孫ふたり、還暦過ぎたら、五十肩

最近、妻や愚息たちから「もう、その話前に聞いたよ。」って言われる回数が増えてきました。ブログを始めようと思った動機です。

水木しげるさんとニューギニアの思い出

2015年12月01日 | 日記
30日、朝、漫画家の水木しげるさんが亡くなった。93歳だったそうだ。

ネットのニュースでこれを知ったとき、私はもう40年以上も前のことを感慨深く思い出した。

当時私は19歳の大学2年生だった。

大学に入学して、5月病を乗り越え何とか学生生活にも慣れてきた頃、私は同じ下宿にいた先輩の所属するサークルに入会して少し経ったときだった。

それは、「熱帯農業研究会」という名のサークルだったが、名前の通り熱帯の農業を研究するわけでもなく、その時々の注目されるテーマ、中でもどちらかといえば日本のみならず世界に関わる農業関連のテーマをピックアップして、勉強しようといった程度の
ワイワイガヤガヤのサークルであった。

むしろ、勉強より定期的に開かれる「コンパ」と称する飲み会で盛り上がるサークルだった。

当時は、「人口爆発」とか「食糧危機」とかいったテーマがよく話題になっていて、マルサスの人口論などを持ち出して、人口は幾何級数的に増加するが、食料はそれに追い付かない。やがて、人類は食糧危機に直面することになる。

何とかせねば・・・。などと、学生ながらに心配していた。

そんなとき、顧問の教授だったか、サークルのOBだったか忘れたが、何かのきっかけで、グリーンランドを島とみなさなければ、世界一大きな島であるニューギニアが食糧生産の基地として有力候補になり得る、すぐに行動を起こそう、という流れになった。

農学部の教授から、確か広島の小さな商船会社が実験的にニューギニアで試験農場を開き、何人かの日本人もその村に常駐しているという情報を得て、我々はすぐにコンタクトして現地調査を兼ねた視察体験旅行を計画した。

その歳の夏休みを利用して、その商船会社の客船を利用して、船でパプア・ニューギニアに向った。私を含めて、男性4名・女性1名の計5名が第一次調査隊として、横浜港から出航したのだった。

それまでに、我々はみな貧乏学生だったため、講義の合間を利用して、1トントラックを借りてちり紙交換をしたりして、共同でせっせと資金集めをした。

そんな時、誰かが漫画家の水木しげるは、ニューギニアで戦争体験があり、左腕を失くしたが今や漫画家として売れっ子になっている。もしかしたら、我々の話に賛同して、少しは資金援助をしてくれるかもしれない・・・と言い出した。

若かった我々は行動力においては、それは見事なもので、早速水木しげるさんに訪問のアポをとり、水木さんのお宅を訪問したのだった。

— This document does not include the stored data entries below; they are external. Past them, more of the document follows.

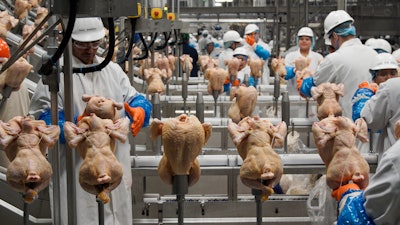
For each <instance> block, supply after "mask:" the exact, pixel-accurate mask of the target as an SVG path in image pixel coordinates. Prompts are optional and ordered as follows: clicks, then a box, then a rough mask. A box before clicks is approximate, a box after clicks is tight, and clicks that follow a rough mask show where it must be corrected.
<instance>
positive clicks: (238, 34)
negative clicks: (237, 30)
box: [222, 30, 242, 43]
mask: <svg viewBox="0 0 400 225" xmlns="http://www.w3.org/2000/svg"><path fill="white" fill-rule="evenodd" d="M222 40H223V41H224V43H226V42H230V41H233V42H242V38H241V37H240V34H239V33H238V32H237V31H234V30H228V31H227V32H225V34H224V36H223V37H222Z"/></svg>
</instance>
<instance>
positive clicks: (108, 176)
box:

仕事場に通された私達は、実はこれこれこういうわけで、ニューギニアで食糧生産を企んでいる。ついては何分貧乏学生の身で資金が不足して困っている。すこし、寄付をお願いできないでしょうか・・・といった感じで、単刀直入に訴えた。

水木さんは、我々の話に真剣に耳を傾けて下さり、その後ご自身も戦後何度か訪れたときの写真を見せてくれて、ニューギニアのことを語ってくれたのだった。右腕1本でニューギニアの川を泳いでいる水木さんの写真が印象的だった。

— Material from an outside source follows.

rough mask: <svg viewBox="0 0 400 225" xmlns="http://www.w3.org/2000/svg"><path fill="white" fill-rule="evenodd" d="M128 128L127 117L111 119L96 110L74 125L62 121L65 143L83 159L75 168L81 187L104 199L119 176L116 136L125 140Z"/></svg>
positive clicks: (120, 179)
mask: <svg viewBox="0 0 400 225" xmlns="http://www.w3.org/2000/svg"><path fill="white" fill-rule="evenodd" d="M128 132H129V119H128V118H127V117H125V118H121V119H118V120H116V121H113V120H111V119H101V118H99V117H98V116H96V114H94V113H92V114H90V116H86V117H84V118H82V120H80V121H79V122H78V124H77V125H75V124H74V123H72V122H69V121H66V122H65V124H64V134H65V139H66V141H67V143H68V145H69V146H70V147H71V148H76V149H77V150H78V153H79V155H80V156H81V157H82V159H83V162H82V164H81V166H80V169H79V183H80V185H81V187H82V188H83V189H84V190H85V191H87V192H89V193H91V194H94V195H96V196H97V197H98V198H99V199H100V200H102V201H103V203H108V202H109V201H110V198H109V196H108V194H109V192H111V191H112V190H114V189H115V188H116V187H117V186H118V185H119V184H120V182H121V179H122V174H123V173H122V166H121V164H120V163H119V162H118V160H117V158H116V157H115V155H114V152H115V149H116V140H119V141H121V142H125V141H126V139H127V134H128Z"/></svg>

どこの馬の骨かも分からない学生達がノコノコ押しかけて行ったのにも関わらず、水木さんは、確か10万円ほどカンパしてくださった。何せ当時は、学生のアルバイトが、時給360円程度の時代だった。我々は、はるばる東京まで出かけていった甲斐があったと、感動したのだった。


我々は長い船旅の後、2つのグループに別れ、半分は水木さんが戦時中赴任したラバウル島へ向い、半分(私と先輩)はニューギニア本島の奥地を探検し、1週間ほど掛けて島の実況見分をした。

その後、商船会社の試験農場のある村に入るため2グループは合流して、試験農場で体験実習を10日ほどしたのだった。

ニューギニアに行った時のことは、今年初めの頃、「20歳の被差別体験」というタイトルでこのブログでも少し話題にしたことがあったが、実にいろいろな体験をして、当時の経験が原体験となって、今の自分があるような気がしている。

水木しげるさんの訃報は、そんな昔の思い出をしばし蘇らせてくれた。

水木さん、その節はご支援ありがとうございました。

どうか、安らかにお眠り下さい。   合掌。